Quotes - Aurelius
This Being of mine, whatever it really is, consists of a little flesh, a little breath, and the part which governs.
The ways of the gods are full of providence.
Thou wilt find rest from vain fancies if thou doest every act in life as though it were thy last.
Thou seest how few be the things, the which if a man has at his command his life flows gently on and is divine.
Find time still to be learning somewhat good, and give up being desultory.
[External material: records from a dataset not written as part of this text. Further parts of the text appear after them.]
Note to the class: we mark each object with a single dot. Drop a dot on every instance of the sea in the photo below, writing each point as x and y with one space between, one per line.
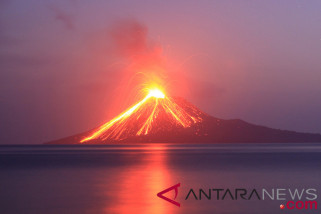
78 179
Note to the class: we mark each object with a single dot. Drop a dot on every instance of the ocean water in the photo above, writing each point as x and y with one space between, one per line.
126 178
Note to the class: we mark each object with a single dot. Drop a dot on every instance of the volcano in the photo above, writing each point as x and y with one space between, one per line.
161 119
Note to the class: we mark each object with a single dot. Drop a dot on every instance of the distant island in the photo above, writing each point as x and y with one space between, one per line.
160 119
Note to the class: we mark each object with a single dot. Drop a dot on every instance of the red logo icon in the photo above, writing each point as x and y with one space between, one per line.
175 187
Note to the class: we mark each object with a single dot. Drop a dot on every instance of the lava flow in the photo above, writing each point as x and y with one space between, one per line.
154 114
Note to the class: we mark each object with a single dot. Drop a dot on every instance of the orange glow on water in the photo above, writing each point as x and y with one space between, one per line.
146 111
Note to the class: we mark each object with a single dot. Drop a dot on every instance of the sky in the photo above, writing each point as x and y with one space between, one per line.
67 66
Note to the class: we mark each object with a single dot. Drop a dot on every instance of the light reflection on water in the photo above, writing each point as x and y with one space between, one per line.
126 179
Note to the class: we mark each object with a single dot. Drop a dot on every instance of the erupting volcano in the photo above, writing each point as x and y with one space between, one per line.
154 114
158 118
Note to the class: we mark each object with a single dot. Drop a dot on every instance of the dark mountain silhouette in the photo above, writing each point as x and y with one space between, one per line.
174 120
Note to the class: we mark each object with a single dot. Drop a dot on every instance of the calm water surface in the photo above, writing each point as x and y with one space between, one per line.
125 179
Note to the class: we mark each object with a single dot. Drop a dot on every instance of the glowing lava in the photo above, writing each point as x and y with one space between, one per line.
153 114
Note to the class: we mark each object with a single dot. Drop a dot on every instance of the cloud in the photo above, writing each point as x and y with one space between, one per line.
66 19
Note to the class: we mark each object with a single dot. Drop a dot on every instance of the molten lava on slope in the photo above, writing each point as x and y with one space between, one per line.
156 113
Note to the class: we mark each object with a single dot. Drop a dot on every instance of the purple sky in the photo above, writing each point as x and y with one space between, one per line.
259 61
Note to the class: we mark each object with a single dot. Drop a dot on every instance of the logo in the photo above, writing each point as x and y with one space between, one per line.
292 198
175 187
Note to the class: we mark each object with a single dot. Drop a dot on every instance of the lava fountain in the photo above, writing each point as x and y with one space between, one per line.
155 113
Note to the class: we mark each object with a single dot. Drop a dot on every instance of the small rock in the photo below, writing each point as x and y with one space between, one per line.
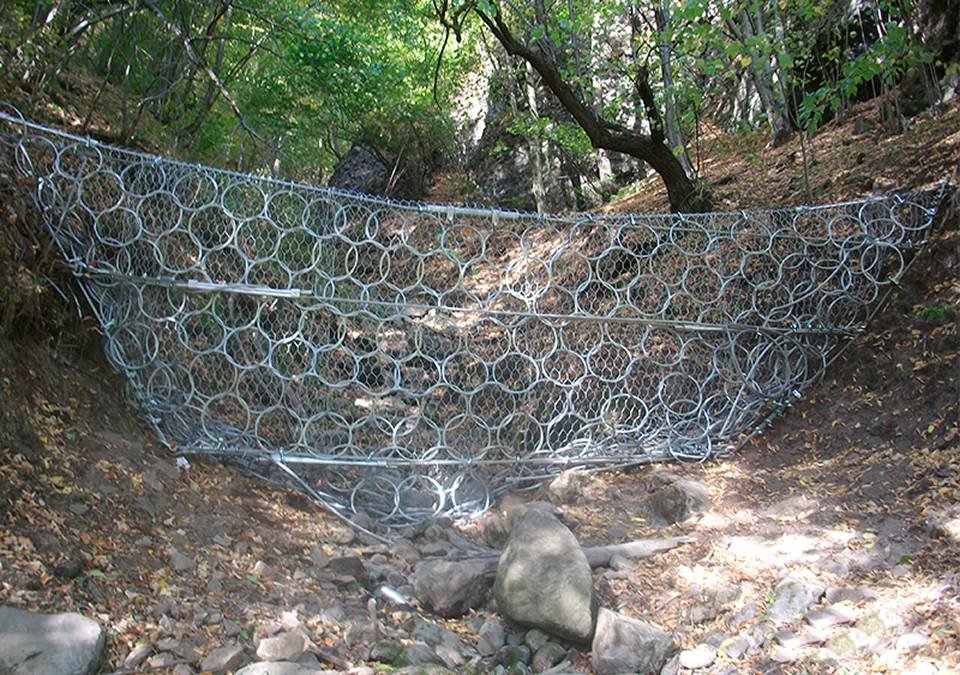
417 654
510 656
781 654
69 569
223 659
450 589
672 667
535 639
544 580
880 624
912 640
309 660
344 535
569 487
792 599
452 657
831 615
549 655
180 561
49 643
386 651
319 557
279 668
137 656
406 551
285 647
491 638
164 660
624 645
678 501
837 594
701 656
736 648
349 565
826 658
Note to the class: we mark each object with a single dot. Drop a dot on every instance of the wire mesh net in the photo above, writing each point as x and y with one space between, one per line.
406 360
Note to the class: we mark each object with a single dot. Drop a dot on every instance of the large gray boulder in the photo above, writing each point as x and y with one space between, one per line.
58 644
450 588
544 580
625 645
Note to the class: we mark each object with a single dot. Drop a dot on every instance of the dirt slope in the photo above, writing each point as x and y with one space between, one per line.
855 486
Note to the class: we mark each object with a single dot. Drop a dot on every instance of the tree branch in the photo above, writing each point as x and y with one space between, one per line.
205 67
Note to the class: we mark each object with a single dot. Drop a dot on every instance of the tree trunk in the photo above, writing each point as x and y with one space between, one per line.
535 146
681 190
664 43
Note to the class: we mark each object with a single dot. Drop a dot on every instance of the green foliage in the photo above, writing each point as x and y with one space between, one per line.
309 79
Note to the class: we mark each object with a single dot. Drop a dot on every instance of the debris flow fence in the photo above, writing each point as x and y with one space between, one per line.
405 360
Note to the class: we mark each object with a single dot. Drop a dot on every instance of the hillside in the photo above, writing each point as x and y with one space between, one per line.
855 487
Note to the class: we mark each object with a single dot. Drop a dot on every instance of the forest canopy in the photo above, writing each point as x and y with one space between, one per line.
587 90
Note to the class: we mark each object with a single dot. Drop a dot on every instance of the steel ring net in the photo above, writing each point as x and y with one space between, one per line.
407 360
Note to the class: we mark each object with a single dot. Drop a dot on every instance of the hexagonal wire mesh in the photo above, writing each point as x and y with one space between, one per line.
408 360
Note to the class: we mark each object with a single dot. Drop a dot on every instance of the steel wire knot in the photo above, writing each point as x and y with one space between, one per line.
406 360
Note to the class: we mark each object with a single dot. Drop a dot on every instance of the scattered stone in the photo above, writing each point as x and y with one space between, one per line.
837 594
344 535
433 634
535 639
405 550
49 643
418 653
826 658
544 579
163 660
672 667
69 569
912 640
549 655
712 601
498 524
282 668
423 669
736 648
348 565
510 656
569 486
180 562
624 645
450 588
223 659
831 615
792 599
781 654
319 557
452 657
678 501
137 656
386 651
435 549
701 656
491 638
285 647
880 624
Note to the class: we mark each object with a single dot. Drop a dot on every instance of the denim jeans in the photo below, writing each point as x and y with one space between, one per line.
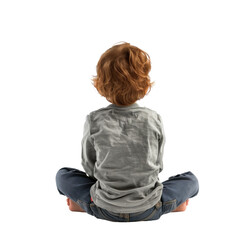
76 185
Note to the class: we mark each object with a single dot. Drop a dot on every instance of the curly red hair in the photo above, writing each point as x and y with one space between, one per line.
122 74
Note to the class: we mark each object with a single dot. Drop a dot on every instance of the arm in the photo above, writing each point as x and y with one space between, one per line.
161 143
88 151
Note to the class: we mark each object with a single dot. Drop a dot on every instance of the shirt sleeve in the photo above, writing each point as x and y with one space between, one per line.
88 151
161 143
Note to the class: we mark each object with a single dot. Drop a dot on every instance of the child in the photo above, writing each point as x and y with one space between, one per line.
122 149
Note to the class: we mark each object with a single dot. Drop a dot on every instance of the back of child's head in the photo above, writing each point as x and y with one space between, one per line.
122 74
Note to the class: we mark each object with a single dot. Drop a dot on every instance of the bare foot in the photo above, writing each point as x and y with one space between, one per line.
73 206
181 207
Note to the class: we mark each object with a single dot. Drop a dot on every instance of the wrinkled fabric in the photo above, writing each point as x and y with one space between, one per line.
122 149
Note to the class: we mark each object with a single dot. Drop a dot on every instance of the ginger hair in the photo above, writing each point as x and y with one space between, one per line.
122 74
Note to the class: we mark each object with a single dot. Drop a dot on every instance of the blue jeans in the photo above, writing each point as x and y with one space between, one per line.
76 185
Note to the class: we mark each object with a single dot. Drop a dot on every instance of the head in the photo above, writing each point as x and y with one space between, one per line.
122 74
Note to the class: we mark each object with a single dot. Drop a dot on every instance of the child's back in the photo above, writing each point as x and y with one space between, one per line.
128 142
122 149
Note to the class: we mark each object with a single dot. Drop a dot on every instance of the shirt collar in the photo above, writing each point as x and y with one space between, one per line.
134 105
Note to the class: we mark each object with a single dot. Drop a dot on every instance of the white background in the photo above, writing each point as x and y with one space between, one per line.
48 55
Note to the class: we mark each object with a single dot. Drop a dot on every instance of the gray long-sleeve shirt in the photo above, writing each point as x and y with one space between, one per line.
122 149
No state sorrier than that of the man who keeps up a continual round, and pries into "the secrets of the nether world," as saith the poet, and is curious in conjecture of what is in his neighbour's heart.
Though thou be destined to live three thousand years and as many myriads besides, yet remember that no man loseth other life than that which he liveth, nor liveth other than that which he loseth.
For a man can lose neither the past nor the future; for how can one take from him that which is not his? So remember these two points: first, that each thing is of like form from everlasting and comes round again in its cycle, and that it signifies not whether a man shall look upon the same things for a hundred years or two hundred, or for an infinity of time; second, that the longest lived and the shortest lived man, when they come to die, lose one and the same thing.
As for life, it is a battle and a sojourning in a strange land; but the fame that comes after is oblivion.
Waste not the remnant of thy life in those imaginations touching other folk, whereby thou contributest not to the common weal.
The lot assigned to every man is suited to him, and suits him to itself.
Be not unwilling in what thou doest, neither selfish nor unadvised nor obstinate; let not over-refinement deck out thy thought; be not wordy nor a busybody.
A man should be upright, not be kept upright.
Never esteem anything as of advantage to thee that shall make thee break thy word or lose thy self-respect.
Respect the faculty that forms thy judgments.
Remember that man's life lies all within this present, as 't were but a hair's-breadth of time; as for the rest, the past is gone, the future yet unseen. Short, therefore, is man's life, and narrow is the corner of the earth wherein he dwells.
Nothing has such power to broaden the mind as the ability to investigate systematically and truly all that comes under thy observation in life.
As surgeons keep their instruments and knives always at hand for cases requiring immediate treatment, so shouldst thou have thy thoughts ready to understand things divine and human, remembering in thy every act, even the smallest, how close is the bond that unites the two.
The ruling power within, when it is in its natural state, is so related to outer circumstances that it easily changes to accord with what can be done and what is given it to do.
Let no act be done at haphazard, nor otherwise than according to the finished rules that govern its kind.
By a tranquil mind I mean nothing else than a mind well ordered.
Think on this doctrine,--that reasoning beings were created for one another's sake; that to be patient is a branch of justice, and that men sin without intending it.
The universe is change; our life is what our thoughts make it.
Nothing can come out of nothing, any more than a thing can go back to nothing.
Death, like generation, is a secret of Nature.